The muscles of the pectoral area are:
- Pectoralis major.
- Pectoralis minor.
- 1 Pectoralis Major
- 2 Origin
- 3 Pectoralis Minor
- 4 Actions
- 5 Subclavius
- 6 Serratus Anterior
It is the largest muscle of the pectoral region.
Pectoralis major muscle is lean fan shaped and emerges by two heads, viz.
- Small clavicular head.
Large sternocostal head.
Clavicular head– arises from the median half of the anterior element of the clavicle.
Sternocostal head– occurs from the (a) lateral half of the anterior surface of the sternum, up to 6th costal cartilage, (b) median parts of 2nd-6th costal cartilages, and (c) aponeurosis of the external tilted muscle of the abdomen.
Pectoralis major is inserted by a U-shaped (bilaminar) tendon on to the sidewise lip of the bicipital groove. The former lamina of the tendon is formed by the clavicular fibres, while posterior lamina is developed by sternocostal fibres. The two laminae are constant with each other inferiorly.
The lower sternocostal and abdominal fibres in their program to insertion are turned in such a way that fibres, which are lowest are put in highest.
This twisting of fibres forms the rounded axillary fold.
Nerve supply is by lateral (C5 to C7) and mean pectoral (C8 and Tl) nerves.
- The pectoralis major and pectoralis minor muscles are the only muscles of the upper limb, which are provided by all five spinal segments that form the brachial plexus.
Sometimes a vertical sheet of muscle fibres prolonging from root of the neck to the top part of the abdomen passes shallow to the medial part of pectoralis major. It is called rectus sternalis/sternalis muscle.
The clavicular head tightens the arm, while sternocostal head adducts and medially rotates the arm.
- Clinical testing: On lifting a massive rod, the clavicular head becomes prominent and when one tries to lower the rod, the sternocostal head becomes prominent.
- Congenital anomaly of pectoralis major: Sometimes, a part of the pectoralis major, normally the sternocostal part, is absent at birth. This results in weakness in adduction and medial rotation of the arm.
It is the small triangular muscle that is located deep to the pectoralis major muscle.
It ascends from 3rd, 4th, and 5th ribs, near their costal cartilages.
It is inserted by a small thick tendon into the median border and upper surface of the coracoid procedure of the scapula.
Nerve supply is by medial and lateral pectoral nerves.
- Assists the serratus anterior in drawing the scapula ahead (protraction) for punching motion.
- Depresses the point of shoulder.
Acts as an extra muscle of respiration, during forced inspiration.
- The pectoralis minor is regarded as the ‘key muscle’ of axilla because it crosses in front of the axillary artery and thus used to split this artery into three parts.
- The origin of pectoralis minor is varied. It may be prefixed (i.e., arises from 2nd to 5th ribs) or postfixed (i.e., arises from 4th to 6th ribs).
Rarely several fibres of the pectoralis minor split and pass from first rib to the coracoid process to compose what is referred to as pectoralis minimus muscle.
It is the compact rounded muscle that exists horizontally inferior to the clavicle.
It arises from the first rib at the costochondral joint.
Subclavius is inserted into the subclavian groove on the substandard surface (middle-third) of the clavicle.
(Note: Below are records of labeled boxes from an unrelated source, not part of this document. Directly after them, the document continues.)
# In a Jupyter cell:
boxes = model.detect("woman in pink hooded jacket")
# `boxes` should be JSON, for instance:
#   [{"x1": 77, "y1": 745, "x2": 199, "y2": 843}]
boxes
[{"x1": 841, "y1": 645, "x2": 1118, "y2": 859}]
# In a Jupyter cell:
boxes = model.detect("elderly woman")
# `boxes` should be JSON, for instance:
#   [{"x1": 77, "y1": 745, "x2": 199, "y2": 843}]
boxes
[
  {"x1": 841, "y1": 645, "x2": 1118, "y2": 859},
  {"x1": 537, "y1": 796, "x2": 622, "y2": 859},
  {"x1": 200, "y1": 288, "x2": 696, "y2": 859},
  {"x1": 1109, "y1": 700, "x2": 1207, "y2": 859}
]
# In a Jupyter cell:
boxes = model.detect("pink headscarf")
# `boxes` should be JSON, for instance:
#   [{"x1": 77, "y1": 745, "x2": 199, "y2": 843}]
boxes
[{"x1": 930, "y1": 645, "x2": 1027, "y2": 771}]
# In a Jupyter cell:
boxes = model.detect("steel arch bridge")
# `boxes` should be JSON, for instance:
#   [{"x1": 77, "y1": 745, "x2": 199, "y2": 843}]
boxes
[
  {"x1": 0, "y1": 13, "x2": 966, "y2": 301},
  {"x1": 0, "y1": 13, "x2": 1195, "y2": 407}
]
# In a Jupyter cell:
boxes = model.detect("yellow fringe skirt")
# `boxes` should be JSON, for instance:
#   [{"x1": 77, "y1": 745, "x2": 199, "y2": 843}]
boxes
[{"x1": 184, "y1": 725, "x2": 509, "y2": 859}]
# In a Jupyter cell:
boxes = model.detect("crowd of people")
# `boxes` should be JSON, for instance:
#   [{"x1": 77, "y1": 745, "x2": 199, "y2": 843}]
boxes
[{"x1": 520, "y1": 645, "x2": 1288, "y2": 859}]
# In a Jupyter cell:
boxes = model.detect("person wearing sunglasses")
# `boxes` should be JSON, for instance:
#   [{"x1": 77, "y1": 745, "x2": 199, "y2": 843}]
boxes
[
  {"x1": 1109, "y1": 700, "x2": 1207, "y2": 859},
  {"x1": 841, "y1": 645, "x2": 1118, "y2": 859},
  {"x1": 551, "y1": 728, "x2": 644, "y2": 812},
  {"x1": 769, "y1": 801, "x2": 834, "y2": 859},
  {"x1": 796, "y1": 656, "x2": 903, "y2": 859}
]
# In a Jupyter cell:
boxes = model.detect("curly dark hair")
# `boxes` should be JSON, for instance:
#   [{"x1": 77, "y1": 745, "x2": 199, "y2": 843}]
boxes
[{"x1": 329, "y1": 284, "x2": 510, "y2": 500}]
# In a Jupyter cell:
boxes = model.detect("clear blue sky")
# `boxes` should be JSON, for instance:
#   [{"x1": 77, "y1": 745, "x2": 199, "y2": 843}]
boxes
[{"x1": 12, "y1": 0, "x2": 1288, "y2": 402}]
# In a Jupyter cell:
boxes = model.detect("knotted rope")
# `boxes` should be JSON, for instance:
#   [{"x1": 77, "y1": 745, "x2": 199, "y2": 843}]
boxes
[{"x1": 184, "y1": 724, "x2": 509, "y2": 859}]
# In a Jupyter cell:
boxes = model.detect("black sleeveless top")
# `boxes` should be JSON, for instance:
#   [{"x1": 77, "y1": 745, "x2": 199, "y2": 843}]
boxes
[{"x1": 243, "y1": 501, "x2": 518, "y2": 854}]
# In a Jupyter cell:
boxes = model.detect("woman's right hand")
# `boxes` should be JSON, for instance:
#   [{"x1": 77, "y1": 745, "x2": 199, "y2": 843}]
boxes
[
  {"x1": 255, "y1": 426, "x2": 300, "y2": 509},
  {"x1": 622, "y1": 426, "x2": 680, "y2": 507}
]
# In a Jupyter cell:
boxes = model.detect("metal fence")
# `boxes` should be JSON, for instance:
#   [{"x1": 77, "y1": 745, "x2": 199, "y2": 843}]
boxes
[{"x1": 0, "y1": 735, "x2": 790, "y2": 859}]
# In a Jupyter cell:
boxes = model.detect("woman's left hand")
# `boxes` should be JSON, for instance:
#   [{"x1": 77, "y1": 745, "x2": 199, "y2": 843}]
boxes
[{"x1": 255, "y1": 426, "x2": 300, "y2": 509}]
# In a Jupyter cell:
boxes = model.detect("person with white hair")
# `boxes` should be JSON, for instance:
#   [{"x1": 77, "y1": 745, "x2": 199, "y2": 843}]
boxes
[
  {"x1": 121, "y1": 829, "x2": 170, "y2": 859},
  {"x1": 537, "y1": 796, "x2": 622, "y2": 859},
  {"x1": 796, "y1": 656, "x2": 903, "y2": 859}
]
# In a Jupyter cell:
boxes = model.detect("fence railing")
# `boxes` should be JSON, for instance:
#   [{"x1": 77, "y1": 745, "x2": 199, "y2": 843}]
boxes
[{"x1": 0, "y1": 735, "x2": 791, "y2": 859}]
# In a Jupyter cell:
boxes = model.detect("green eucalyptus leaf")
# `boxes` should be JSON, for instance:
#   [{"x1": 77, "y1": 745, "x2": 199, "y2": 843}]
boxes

It is by nerve to subclavius, which emerges from the upper trunk of the brachial plexus.
The subclavius supports the clavicle by pulling it inferiorly and medially, during action at the shoulder joint.
The serratus anterior is a broad cover of muscle that outfits the side wall of the thorax. Thus purely speaking, it is not a muscle of the pectoral region. But for benefit, it is defined with the muscles of pectoral region.
It arises by a collection of 8 digitations from upper eight ribs. The first digitation arises from the 1st and 2nd ribs, while all other digitations arise from their equivalent ribs.
It is placed into the costal surface of the scapula along its middle border. (The first 2 digitations are inserted into the better angle, next 2 digitations into the medial boundary and the lower 4 or 5 digitations into the inferior angle of the scapula.).
It is by lengthy thoracic nerve/nerve to serratus anterior (C5, C6, and C7).
- It is an effective protractor of the scapula, i.e., it draws the scapula forward about the chest wall for pressing and punching movements as needed during boxing. Hence, serratus anterior is also called boxer’s muscle.
It keeps the medial/vertebral margin of scapula in firm contact with the chest wall. Its lower 4 or 5 digitations along with lower part of the trapezius revolve the scapula laterally and upwards at the time of overhead abduction of the arm.
Paralysis of serratus anterior: The paralysis of serratus anterior muscle adopting an injury to long thoracic nerve by stab injury or during elimination of the breast tumor leads to the following effects:
Protraction of scapula is reduced.
Inferior angle and middle boundary of scapula become too prominent especially when patient pushes his hands against the wall, producing a clinical situation called winging of the scapula.